This lightweight truss bridge appears to have been constructed to carry a pipeline across the southern channel of the river between Factory Island and the mainland. Both the island and mainland are home to an impressive collection of historic factory and mill buildings, many of which have apparently been adaptively reused by University of Maine-Saco. The truss bridge no longer carries a pipe line, and the approach on the northern (island) end has been removed. However the truss span itself remains with good historic integrity. The builder is unknown but at least some of the steel was produced by Phoenix, since Phoenix brands were found on the steel.
One would think that given the historic setting with all these historic buildings, and the need for a pedestrian bridge at this location, that restoration of this historic bridge and conversion for pedestrian use would be a no-brainer. The bridge is in decent condition and would be all to easy to have someone like Bach Steel restore and convert to pedestrian use, where it could be expected to have the service life of a brand-new steel bridge. Yet sadly, this is not what is being done and instead what is being done is beyond belief. This bridge is to be demolished and replaced with a mundane prefabricated mail-order pedestrian bridge! This modern bridge will lack heritage value and will fail to harmonize with the historic buildings around it. One news article noted that Saco Economic Development Director Peter Morelli said "Both cities have considered converting the pipe bridge for the project but it wasn't any more economical than what we are already doing, and it wasn't guaranteed to have a long life." The cities must not have considered it real hard. The idea that the historic bridge if properly restored would not have a long life is ridiculous. If properly restored by a firm that has experience in this type of work it would be both cost-effective and would result in a like-new bridge that could probably last a century.
This is only the latest in a sad line of demolitions to occur in recent years in Maine, which has one of the worst historic bridge preservation track records in the country.

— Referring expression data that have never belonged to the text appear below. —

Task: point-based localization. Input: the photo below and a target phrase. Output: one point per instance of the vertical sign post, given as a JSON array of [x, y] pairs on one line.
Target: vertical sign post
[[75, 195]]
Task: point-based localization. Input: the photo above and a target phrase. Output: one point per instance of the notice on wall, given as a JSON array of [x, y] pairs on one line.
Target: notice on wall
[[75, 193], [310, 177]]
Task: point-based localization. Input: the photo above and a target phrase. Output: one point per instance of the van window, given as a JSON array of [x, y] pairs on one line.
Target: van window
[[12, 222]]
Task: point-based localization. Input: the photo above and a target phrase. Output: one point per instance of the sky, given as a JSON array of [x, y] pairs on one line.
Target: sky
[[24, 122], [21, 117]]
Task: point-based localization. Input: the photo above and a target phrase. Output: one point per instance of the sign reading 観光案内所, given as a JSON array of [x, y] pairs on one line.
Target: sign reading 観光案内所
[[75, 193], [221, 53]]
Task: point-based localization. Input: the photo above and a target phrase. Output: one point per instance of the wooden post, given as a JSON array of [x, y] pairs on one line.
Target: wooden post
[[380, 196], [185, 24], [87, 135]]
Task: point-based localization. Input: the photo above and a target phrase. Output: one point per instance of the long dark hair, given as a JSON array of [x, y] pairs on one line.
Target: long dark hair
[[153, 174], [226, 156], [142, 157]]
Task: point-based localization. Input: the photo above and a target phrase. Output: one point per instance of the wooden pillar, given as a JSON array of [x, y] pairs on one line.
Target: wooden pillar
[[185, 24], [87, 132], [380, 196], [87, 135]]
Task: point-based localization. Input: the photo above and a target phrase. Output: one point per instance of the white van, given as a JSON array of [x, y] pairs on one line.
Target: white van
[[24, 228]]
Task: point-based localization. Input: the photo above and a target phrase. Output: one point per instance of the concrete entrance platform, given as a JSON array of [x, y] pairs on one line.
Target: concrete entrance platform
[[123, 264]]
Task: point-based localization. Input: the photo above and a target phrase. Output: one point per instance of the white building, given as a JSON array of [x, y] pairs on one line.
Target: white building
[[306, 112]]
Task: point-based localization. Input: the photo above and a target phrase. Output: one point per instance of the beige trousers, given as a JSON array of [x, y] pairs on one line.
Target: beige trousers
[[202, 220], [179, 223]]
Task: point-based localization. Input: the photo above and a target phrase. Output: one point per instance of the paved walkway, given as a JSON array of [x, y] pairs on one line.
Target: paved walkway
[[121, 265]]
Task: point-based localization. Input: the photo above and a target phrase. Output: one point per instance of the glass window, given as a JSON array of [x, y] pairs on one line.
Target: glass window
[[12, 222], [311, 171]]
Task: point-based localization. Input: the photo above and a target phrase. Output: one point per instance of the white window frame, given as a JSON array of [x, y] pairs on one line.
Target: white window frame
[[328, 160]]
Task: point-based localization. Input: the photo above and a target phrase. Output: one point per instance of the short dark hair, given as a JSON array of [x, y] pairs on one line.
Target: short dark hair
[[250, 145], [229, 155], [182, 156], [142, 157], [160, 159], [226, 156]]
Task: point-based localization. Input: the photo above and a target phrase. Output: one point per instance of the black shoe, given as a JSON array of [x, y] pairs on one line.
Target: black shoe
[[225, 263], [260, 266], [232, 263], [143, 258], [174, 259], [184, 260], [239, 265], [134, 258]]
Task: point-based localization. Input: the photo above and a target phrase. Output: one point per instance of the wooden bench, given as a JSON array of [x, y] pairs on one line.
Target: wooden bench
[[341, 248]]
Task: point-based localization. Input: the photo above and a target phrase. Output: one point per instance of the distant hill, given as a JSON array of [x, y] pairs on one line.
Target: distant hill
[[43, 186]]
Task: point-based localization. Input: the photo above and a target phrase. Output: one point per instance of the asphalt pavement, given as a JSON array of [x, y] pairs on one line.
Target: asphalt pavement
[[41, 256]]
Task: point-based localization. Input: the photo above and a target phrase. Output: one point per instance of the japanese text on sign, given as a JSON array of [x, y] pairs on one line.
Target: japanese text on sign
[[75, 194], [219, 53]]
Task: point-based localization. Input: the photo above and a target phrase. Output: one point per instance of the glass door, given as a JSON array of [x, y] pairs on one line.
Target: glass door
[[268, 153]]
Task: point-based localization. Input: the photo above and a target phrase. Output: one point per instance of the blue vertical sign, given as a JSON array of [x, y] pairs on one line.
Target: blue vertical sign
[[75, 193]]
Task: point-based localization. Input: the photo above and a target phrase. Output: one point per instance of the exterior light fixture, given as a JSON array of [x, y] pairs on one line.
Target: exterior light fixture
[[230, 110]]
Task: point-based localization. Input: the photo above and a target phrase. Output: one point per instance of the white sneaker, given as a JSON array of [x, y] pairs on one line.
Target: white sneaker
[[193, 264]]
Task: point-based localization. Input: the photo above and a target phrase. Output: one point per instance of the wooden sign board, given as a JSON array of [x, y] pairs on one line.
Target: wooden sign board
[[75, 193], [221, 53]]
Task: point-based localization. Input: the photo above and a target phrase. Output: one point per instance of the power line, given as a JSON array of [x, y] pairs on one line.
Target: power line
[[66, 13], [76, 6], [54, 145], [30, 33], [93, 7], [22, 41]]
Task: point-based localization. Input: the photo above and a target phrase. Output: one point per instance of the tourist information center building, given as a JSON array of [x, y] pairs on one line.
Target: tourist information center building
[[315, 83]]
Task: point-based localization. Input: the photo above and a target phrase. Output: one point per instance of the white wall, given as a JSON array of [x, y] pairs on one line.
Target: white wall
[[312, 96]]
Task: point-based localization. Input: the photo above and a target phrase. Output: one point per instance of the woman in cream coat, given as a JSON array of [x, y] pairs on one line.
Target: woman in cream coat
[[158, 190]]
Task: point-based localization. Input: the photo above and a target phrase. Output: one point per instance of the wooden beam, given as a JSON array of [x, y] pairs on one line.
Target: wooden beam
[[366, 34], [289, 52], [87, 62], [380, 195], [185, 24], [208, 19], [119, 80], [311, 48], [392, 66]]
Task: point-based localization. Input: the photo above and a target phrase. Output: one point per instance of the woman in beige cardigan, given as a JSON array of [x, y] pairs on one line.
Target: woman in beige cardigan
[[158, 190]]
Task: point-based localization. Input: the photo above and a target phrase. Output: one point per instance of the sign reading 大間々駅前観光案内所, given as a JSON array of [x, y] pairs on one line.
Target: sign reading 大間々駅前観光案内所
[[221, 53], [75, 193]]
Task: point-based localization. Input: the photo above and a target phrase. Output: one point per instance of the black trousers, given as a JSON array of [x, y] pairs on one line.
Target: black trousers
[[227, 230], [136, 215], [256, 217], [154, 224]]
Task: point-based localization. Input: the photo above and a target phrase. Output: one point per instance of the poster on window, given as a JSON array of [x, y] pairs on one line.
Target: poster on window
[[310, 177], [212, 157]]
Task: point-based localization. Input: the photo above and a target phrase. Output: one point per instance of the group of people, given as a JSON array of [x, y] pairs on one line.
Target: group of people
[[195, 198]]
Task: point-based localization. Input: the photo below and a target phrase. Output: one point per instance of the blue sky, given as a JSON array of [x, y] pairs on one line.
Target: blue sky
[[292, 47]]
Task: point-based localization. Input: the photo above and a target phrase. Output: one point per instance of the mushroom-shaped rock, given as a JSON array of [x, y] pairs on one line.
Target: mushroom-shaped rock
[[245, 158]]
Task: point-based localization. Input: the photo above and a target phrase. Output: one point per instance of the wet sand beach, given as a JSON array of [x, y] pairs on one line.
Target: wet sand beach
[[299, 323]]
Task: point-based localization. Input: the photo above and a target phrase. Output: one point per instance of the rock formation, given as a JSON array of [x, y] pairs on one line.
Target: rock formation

Highlights of this track record include demolition of a landmark David Steinman suspension bridge, demolition of one of the largest concrete rainbow arch bridges in the northeastern United States, demolition of the last remaining pin-connected highway truss bridge in the entire state. And now, we have the demolition of a bridge to make room for a mundane Mail Order Bridge for pedestrians, when the historic bridge would have been absolutely perfect for reuse as a pedestrian bridge! It is one thing to demolish a historic bridge, but it is another thing to demolish a bridge when the path to preservation is so clearly feasible and cost-effective.